A tumbling stock market can create profitable opportunities for bitcoin traders

A tumbling stock market can create profitable opportunities for bitcoin traders

Some of the world’s largest companies are expected to report second-quarter earnings in October, including electric car maker Tesla on October 18, tech giants Meta and Microsoft on October 24, Apple and Amazon on October 26 and Google on October 30. For now, the potential for a more severe global economic slowdown remains, and weak earnings could add to the uncertainty.

Given the unprecedented nature of the US Federal Reserve’s tightening and growing macroeconomic uncertainties, investors fear corporate profitability may begin to deteriorate. In addition, persistent inflation continues to force companies to cut back on hiring and adopt cost-cutting measures.

Strengthening the dollar is particularly punitive for companies listed in the United States because their products become more expensive in other countries, and lower revenue brought in from abroad negatively affects the bottom line. Google, for example, is expected to grow its revenue by less than 10%, down from 40% growth in 2021.

The companies that make up the S&P 500 account total $32.9 trillion and crypto investors expect some of these bets to enter Bitcoin (BTC) if earnings season fails to sustain modest growth — suggesting that the stock market should continue to underperform.

On the one hand, traders are facing pressure from bitcoin’s correlation with stocks, but on the other hand, bitcoin’s scarcity may shine as inflation concerns emerge. This will likely create a huge opportunity for those who are betting on the price of BTC going up, but you should also be very careful with those open positions.

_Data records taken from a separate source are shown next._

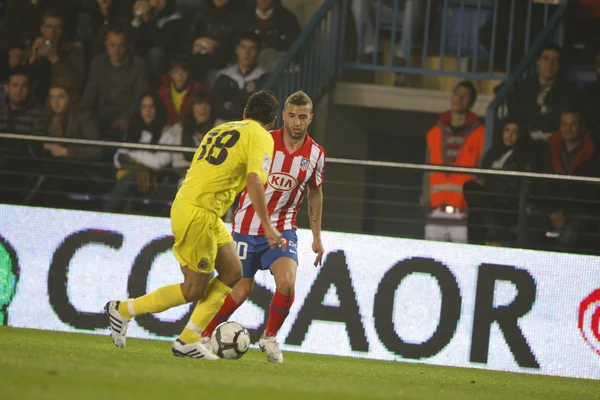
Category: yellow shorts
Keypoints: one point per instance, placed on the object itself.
(198, 235)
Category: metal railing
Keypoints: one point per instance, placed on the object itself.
(311, 63)
(416, 30)
(360, 196)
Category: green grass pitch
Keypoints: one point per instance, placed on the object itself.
(54, 365)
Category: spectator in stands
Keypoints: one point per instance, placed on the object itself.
(116, 80)
(65, 120)
(492, 199)
(411, 20)
(565, 210)
(179, 89)
(18, 115)
(96, 17)
(190, 131)
(72, 173)
(277, 28)
(22, 19)
(457, 140)
(157, 33)
(539, 99)
(236, 83)
(592, 102)
(212, 35)
(137, 169)
(51, 58)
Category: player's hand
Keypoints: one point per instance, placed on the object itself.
(141, 11)
(320, 250)
(274, 238)
(37, 44)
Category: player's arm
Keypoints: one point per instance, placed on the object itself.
(315, 207)
(259, 164)
(315, 214)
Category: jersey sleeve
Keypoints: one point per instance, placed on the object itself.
(316, 179)
(260, 155)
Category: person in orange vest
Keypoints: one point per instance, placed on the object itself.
(456, 140)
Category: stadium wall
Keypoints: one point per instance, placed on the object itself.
(375, 297)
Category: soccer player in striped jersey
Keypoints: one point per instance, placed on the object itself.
(298, 164)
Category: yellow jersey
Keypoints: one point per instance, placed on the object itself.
(227, 154)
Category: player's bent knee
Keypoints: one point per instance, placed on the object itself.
(193, 292)
(285, 285)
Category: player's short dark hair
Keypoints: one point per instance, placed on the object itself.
(574, 108)
(262, 106)
(248, 35)
(53, 14)
(551, 47)
(299, 99)
(180, 61)
(116, 29)
(472, 90)
(18, 71)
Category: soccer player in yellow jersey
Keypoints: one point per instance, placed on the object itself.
(231, 156)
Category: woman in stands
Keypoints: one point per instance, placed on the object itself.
(137, 170)
(65, 120)
(493, 199)
(64, 169)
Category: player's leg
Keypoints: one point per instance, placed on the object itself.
(284, 264)
(236, 298)
(229, 267)
(250, 249)
(190, 228)
(193, 288)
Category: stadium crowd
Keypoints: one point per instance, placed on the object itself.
(141, 71)
(122, 70)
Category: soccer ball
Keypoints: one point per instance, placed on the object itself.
(230, 340)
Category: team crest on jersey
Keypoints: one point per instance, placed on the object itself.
(203, 264)
(304, 164)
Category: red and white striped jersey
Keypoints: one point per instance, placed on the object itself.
(284, 191)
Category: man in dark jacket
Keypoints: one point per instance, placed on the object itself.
(53, 59)
(539, 100)
(116, 82)
(568, 210)
(277, 28)
(18, 115)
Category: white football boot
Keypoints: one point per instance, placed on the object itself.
(194, 350)
(205, 341)
(270, 345)
(117, 322)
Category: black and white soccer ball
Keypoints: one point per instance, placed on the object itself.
(230, 340)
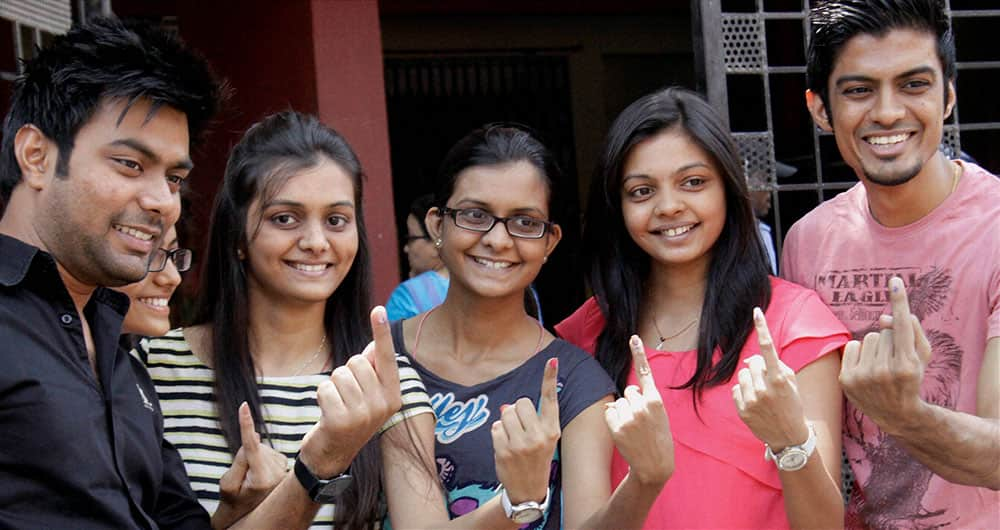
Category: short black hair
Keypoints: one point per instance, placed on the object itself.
(834, 22)
(60, 89)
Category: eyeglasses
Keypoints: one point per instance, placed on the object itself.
(479, 220)
(181, 257)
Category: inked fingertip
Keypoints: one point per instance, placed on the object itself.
(380, 316)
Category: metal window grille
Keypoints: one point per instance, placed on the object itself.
(735, 39)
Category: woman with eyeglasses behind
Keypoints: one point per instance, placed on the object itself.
(499, 382)
(149, 312)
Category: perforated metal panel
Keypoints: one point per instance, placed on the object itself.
(743, 43)
(757, 150)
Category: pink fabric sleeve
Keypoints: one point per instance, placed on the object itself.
(788, 257)
(993, 328)
(809, 331)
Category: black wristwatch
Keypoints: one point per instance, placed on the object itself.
(319, 490)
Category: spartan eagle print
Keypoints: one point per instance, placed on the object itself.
(892, 495)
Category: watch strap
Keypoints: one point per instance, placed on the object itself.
(806, 447)
(512, 509)
(317, 488)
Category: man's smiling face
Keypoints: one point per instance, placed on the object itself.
(887, 104)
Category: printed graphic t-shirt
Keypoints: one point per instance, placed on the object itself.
(950, 263)
(463, 448)
(721, 479)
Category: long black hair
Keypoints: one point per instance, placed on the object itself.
(618, 269)
(270, 153)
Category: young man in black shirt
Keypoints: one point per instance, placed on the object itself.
(95, 149)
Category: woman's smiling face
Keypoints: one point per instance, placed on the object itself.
(303, 240)
(673, 199)
(493, 263)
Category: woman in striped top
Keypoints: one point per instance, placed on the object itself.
(285, 292)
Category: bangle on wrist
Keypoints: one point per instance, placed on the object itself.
(793, 457)
(525, 512)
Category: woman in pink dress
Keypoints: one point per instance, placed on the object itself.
(674, 257)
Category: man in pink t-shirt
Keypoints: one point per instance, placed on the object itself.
(921, 434)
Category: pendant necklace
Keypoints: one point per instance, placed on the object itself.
(659, 334)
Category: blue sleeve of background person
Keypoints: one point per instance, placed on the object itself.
(400, 304)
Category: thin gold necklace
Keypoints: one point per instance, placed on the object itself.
(659, 334)
(313, 358)
(958, 174)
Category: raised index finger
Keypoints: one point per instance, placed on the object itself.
(385, 352)
(902, 337)
(766, 343)
(641, 366)
(248, 434)
(548, 408)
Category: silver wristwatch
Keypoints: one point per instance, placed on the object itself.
(525, 512)
(793, 457)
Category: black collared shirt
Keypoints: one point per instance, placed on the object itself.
(75, 453)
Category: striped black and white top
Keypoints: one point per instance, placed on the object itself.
(190, 417)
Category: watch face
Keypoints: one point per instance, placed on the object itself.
(332, 490)
(526, 515)
(793, 460)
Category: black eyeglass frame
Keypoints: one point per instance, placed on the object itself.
(411, 239)
(455, 212)
(170, 255)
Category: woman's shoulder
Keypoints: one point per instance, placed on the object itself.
(584, 326)
(172, 350)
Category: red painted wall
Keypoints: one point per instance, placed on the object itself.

Risk-averse traders can use futures contracts to capitalize on their long positions, but they also risk being liquidated if a sudden negative price move occurs before the corporate earnings calendar. Thus, professional traders are more likely to opt for options trading strategies such as the “long butterfly”.

By trading multiple call (buy) options for the same expiration date, traders can make gains 3 times higher than their potential loss. This options strategy allows the trader to profit from the upside while limiting losses.

It is important to remember that all options have a fixed expiration date, so the price hike of the asset must occur within the specified period.

Cautionary approach to using call options

Below are the expected returns using Bitcoin options for the October 28 expiration, but this methodology can also be applied using different time frames. While costs will vary, overall efficiency will not be affected.

Estimating profit/loss. Source: Deribit Position Builder

This call option gives the buyer the right to receive an asset, but the seller of the contract receives a (potential) negative exposure. The Long Butterfly strategy requires a short position with a call option, but the trade is hedged on both sides – which limits exposure.

To start the execution, the investor buys 13 Bitcoin call options with a strike of $20,000 and sells 24 contracts of $23,000. To finish the trade, one can buy 10.5 BTC call options contracts of $26,000 to avoid losses above this level.

Derivatives exchange rate contracts in BTC terms, the price was $19,222 when this strategy was quoted.

With this strategy, any result between $20,690 (up 7.6%) and $26,000 (up 35.3%) results in a net profit – for example, an optimal price increase of 20% to $23,000 results in a net profit. A net profit of 1.36 BTC, or $24,782 at current levels. Meanwhile, the maximum loss is 0.46 BTC or $8,382 if the price at the expiration date on Oct 28 is below $20,000.

The “Long Butterfly” strategy provides a potential profit 3 times greater than the maximum loss.

In general, trading yields a better risk-to-reward outcome than leveraged futures trading, especially given the limited downside. It certainly looks attractive to those anticipating deteriorating business conditions for listed companies.

It is worth noting that the only upfront fee required is 0.46 BTC, which is enough to cover the maximum loss.